The term Modern Data Analysis is often used to describe a new and better way of analyzing data that only became possible with the release of Excel 2019.
Excel 2019 and Excel 365 users can now harness a powerful technology technology called OLAP (OnLine Analytical Processing). OLAP is sometimes also referred to as Business Intelligence but you’ll find out a lot more about how this can be used in the article below.
Most Excel users will be able to broadly understand the article but to actually use modern data analysis you do need a lot of background knowledge. You may prefer to begin with my Excel Power Pivot 2-minute overview article first. That puts the whole subject of OLAP into context.
This article is an unedited lesson from one of the 68 short focused lessons in my Excel Expert Skills book/e-book.
Leave me a comment if you find the article useful.
Modern data analysis supports Big Data
One of the compelling reasons to move to modern data analysis is the increasing requirement to work with Big Data.
Excel worksheets theoretically support a little over a million rows of data (in reality the useful limit is far lower).
Power Pivot tables can contain up to approximately two thousand million rows, meaning that there is no imaginable data requirement that cannot be supported.
Modern data analysis is fast
Even when working with data tables containing many millions of rows most analysis actions will complete almost instantly.
Power Pivot uses Microsoft’s xVelocity in-memory analysis engine. This engine can scan billions of data rows per second and can produce reports in a tiny fraction of the time that would be needed by Excel.
Modern data analysis performs most of the work outside Excel
Notice that, in modern data analysis, only Step 5 involves using Excel.
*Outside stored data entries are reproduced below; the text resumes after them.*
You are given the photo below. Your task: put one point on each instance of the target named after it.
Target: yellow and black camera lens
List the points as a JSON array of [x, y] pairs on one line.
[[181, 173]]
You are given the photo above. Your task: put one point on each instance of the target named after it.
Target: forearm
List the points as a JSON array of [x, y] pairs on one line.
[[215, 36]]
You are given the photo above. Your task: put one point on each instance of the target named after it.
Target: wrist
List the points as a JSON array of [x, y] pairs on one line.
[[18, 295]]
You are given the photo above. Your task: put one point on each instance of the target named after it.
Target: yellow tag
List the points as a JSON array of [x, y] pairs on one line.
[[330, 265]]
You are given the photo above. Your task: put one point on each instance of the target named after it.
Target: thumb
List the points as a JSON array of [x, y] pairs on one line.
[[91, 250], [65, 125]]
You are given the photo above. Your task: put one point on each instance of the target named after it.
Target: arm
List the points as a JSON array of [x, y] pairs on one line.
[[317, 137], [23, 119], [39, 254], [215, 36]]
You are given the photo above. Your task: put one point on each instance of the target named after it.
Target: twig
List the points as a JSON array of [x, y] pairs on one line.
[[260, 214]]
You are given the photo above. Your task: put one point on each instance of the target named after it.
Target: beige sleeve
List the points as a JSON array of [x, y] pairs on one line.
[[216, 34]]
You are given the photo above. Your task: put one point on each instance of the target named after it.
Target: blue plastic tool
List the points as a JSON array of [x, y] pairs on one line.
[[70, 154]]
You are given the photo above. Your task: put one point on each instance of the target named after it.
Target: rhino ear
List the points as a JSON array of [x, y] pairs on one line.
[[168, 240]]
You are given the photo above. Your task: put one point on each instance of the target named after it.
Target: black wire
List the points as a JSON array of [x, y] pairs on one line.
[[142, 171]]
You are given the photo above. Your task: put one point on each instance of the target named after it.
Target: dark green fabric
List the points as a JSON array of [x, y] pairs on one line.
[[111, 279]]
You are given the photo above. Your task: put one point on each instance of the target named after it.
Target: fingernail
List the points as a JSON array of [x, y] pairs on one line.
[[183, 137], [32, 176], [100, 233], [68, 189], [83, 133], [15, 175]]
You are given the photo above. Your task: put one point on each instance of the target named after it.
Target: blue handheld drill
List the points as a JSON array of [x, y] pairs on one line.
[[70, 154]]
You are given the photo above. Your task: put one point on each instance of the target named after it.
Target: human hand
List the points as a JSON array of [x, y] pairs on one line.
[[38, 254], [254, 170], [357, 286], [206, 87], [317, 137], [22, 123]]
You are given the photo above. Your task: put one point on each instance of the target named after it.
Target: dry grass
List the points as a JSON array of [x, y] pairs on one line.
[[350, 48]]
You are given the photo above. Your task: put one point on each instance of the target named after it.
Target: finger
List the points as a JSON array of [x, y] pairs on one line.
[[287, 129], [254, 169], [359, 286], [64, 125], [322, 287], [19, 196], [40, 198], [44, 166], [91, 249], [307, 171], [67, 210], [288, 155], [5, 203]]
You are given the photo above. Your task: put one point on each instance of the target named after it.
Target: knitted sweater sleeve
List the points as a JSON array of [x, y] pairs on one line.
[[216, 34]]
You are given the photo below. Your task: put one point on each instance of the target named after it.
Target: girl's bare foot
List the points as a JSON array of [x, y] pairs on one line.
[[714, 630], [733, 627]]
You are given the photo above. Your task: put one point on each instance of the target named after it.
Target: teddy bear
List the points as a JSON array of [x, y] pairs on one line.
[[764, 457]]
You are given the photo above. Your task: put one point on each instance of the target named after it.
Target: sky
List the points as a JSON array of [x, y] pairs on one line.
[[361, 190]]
All of the actions that are used to create the data model are performed by the Get & Transform and Power Pivot applications.
Lesson 12-8: Understand modern data analysis
You now have an in-depth understanding of Get & Transform. You also have a limited understanding of relational database theory and Power Pivot. With this foundation knowledge you should now be able to understand how these tools and technologies work together to provide a new paradigm for data analysis using Excel that is often described as: Modern Data Analysis.
What does modern data analysis mean?
When the Get & Transform and Power Pivot tools were added to Excel (in the Excel 2019 perpetual licence version and the January 2019 Excel 365 semi-annual update) they enabled a new paradigm for data analysis.
The term: Modern Data Analysis is often used to describe the use of these new tools in their intended fashion. The term: Classic Data Analysis has been used to describe the “old way” of doing things.
The five steps in the modern data analysis workflow
Most data analysis tasks require five clearly defined steps: Get, Transform, Relate, Aggregate (summarize) and Visualize.
- Get the data. This means importing data (that may be located in a database, Excel worksheet, CSV file or other source).
- Transform the data. This might include removing unwanted columns, converting text fields to dates, rounding numeric values, filtering, sorting, renaming columns, adding calculated columns and other similar tasks.
- Relate the data. If data resides in several different tables, there needs to be a method to either define the relationships between them or to consolidate the data into a single table.
- Aggregate (summarize) the data. Values usually need to be aggregated (for example by creating grouped totals or averages) into a digestible form.
- Visualize the data. This may involve adding charts, pivot charts, conditional formatting, sparklines and other visualizations.
How data analysis was done in the past (classic data analysis)
- Get the data. This was traditionally done by importing data into a collection of Excel tables or ranges.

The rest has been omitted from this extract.